Bafana splits?

World Cup 2010

With Bafana Bafana's World Cup life hanging by a thread, many South Africans face a tricky choice - throw away their yellow jerseys and watch the World Cup as they would the Olympics - with interest but without fervour, or adopt another team to try to get excited about.

Yesterday was 'Football Friday', when the country was encouraged to dress up for the Cup, and even my middle-aged hosts were sporting yellow Bafana gear accordingly. But unlike on Cape Town's tourist-friendly Waterfront, where I enjoyed the opening game amidst multiracial hordes of happiness, the crowd, if you can call it that, watching South Africa's defeat against Mexico in a local bar here in the Guateng province, were less than thrilled by their nation's first eleven.

World Cup 2010

The Johannesburg hinterland where I am staying has businesses dominated by Afrikaans-speaking whites, whose preferred sport is rugby, and barely a third of the bar that night was wearing yellow. As Uruguay began to rack up the score and it became evident that the hosts would finish up on the losing side, the interest levels waned, eyes drifted from the TV screens and conversations turned to other matters.

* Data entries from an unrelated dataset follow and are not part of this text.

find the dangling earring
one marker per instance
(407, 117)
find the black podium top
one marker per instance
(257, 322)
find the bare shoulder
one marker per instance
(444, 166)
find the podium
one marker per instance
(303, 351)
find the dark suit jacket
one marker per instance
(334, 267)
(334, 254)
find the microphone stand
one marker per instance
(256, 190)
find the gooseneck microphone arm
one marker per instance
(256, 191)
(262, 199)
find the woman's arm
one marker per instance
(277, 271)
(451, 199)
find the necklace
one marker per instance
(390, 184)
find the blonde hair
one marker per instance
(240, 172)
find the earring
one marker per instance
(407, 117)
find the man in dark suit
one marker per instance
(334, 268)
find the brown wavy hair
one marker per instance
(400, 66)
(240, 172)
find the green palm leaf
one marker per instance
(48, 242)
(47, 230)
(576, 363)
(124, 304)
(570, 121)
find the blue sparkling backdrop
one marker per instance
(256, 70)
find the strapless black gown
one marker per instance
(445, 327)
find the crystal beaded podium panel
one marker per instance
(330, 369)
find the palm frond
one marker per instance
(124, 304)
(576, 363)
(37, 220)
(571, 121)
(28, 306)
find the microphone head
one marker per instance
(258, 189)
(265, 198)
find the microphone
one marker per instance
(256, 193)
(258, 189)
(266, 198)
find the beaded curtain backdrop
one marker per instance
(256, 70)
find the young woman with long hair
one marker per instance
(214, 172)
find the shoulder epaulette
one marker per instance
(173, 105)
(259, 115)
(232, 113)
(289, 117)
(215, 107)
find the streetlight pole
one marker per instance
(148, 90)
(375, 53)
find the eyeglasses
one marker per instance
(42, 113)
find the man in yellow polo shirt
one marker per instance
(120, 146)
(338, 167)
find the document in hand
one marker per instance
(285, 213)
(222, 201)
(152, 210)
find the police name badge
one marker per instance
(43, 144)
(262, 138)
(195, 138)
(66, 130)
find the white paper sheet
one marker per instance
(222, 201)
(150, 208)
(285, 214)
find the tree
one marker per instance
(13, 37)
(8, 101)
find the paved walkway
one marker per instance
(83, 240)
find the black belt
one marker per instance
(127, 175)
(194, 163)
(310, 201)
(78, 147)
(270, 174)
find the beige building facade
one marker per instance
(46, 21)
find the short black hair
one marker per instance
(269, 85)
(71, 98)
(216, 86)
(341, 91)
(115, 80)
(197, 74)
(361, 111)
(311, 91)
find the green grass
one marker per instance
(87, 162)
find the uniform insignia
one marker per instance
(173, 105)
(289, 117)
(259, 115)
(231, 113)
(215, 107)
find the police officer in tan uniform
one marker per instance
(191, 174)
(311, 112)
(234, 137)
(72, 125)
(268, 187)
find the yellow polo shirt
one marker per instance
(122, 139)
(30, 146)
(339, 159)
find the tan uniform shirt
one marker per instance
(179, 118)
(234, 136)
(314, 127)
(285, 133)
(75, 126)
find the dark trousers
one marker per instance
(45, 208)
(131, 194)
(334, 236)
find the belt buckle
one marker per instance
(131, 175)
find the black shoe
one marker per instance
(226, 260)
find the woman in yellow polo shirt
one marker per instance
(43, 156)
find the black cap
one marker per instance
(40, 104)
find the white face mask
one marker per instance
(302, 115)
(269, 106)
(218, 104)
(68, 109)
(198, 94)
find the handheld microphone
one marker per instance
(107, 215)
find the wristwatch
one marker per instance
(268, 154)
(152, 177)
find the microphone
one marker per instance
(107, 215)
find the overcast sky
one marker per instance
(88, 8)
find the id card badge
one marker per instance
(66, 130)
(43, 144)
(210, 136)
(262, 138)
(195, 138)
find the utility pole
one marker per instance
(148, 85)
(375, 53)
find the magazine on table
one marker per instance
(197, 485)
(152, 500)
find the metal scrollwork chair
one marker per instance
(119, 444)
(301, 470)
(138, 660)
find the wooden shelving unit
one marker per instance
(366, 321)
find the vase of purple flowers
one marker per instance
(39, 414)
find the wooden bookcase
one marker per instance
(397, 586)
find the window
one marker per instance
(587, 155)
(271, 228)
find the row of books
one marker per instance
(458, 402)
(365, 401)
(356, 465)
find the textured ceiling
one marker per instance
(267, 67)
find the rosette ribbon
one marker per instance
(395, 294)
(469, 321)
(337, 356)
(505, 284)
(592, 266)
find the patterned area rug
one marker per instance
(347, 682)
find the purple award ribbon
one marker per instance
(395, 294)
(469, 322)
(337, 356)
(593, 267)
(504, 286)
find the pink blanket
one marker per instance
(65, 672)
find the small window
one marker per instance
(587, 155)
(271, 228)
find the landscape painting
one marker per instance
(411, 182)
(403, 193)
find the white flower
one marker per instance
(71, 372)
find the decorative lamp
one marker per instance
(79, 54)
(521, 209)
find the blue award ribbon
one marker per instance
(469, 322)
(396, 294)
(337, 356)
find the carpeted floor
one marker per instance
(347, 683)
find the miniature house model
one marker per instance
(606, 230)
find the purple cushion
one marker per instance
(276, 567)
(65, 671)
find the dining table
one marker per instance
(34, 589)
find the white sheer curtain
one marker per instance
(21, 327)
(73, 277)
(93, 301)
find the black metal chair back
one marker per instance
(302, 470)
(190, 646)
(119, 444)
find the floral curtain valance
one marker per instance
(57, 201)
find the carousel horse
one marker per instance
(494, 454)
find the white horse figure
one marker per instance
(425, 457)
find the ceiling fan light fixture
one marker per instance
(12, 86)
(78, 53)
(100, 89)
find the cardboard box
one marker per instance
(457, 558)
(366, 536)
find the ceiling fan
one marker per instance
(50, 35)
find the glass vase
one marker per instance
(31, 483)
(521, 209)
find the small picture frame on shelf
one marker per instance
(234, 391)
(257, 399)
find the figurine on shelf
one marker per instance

The next day the airwaves were full of voices urging the nation not to give up on the World Cup, but probably many will. Unless South Africa win by a cricket score against France and Uruguay beat Mexico, the host nation will be out for the first time in the first round.

While blacks are by far the majority here and love football, they are not visible to many tourists who steer clear of the inner-city areas or townships/shanty towns they live in for fear of crime.
So what visitors are left with are semi-interested Afrikaaners who, if the radio phone-ins are anything to go by, have little experience of the Beautiful Game.

The nation as a whole has come together with car flags, shirts and football fridays, but as their team makes its early but not unexpected exit from the tournament, the separate communities of the Rainbow Nation will shuffle back to their townships and gated communities, the dream of a soccer-Invictus a fond memory of 2010.